Why Is Charity Often Connected to Greed?

I just had somebody come to my door. We were finishing up dinner, and I was throwing some trash away. I fixed the storm door and screen, so we had the front door open to let air in through the screen. I saw somebody standing there.

He called to me, so I walked up. I talked through the screen. I don't like solicitors. I don't buy anything from my door. I don't donate money from my door. When I give, I like to make sure that what I give actually gets to the cause it was given to.

The pitched started with something about a chance to win $5000. Then it turned to something about winning a trip to Europe. Been there, done that. I was born in Spain. That comes up every time I have a discussion about my security clearance. "You were born in Spain? Are you sure you're a citizen?" "Yeah, that's why I've had a security clearance for the last 18 years. Nothing gets by you, does it?"

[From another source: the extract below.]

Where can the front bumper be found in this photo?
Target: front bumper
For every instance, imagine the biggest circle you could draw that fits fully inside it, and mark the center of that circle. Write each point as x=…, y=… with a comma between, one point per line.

I exchanged a little friendly banter over how cool Europe is, and how great it would be to take my wife. Then I cut it off by explaining my situation, and how I'm not putting money out for anything but essentials right now. Then it all came down to "You don't have one dollar to give to Children's Hospital?"

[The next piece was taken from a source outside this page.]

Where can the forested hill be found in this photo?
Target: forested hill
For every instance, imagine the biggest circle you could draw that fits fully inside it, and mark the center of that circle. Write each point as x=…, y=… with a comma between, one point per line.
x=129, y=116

As I have no way of knowing whether my $1 would actually benefit any children at Children's Hospital, I said sorry, but no. Not right now.

I'm curious why charity works that way. If you need money for a cause, why not just ask? Why does it always have to be connected to $5000 raffles and trips to Europe? Is the best way to get people to part with money to appeal to their sense of greed?

I also think of other questions. Is Children's Hospital a for profit or non-profit? If it's a for profit, why are people on my doorstep asking for donations to "benefit" Children's Hospital? Is the donation for an ancillary program? This is why I won't donate money from my doorstep. I can't get my questions answered.

It's never worked on me. I don't care much about winning anything. OK, I've won a few books the last couple of months from blog giveaways. That's been helpful. I entered to win an iPad in a couple of places. I didn't win. But for the most part, I don't care if I win. I'd rather earn the money and pay for it myself. I've already explained how I refuse to buy lottery tickets.

I can only imagine what would happen if churches started doing this. Give out raffle tickets and draw one out of the collection plate after the offering has been taken. Winner gets $1000. Would that raise the amount of the offering? It would probably keep people around after service to see if their ticket was drawn. I'd probably leave a church that did that. I hope most of you would too. But I'm interested if that would have an affect on the offering.

So I guess it comes down to the question: are you more likely to give money to a charity if you have a chance to win something? I'm not saying it's wrong. Maybe it does result in higher donations. I've never checked into it. All I'm saying is it doesn't work on me.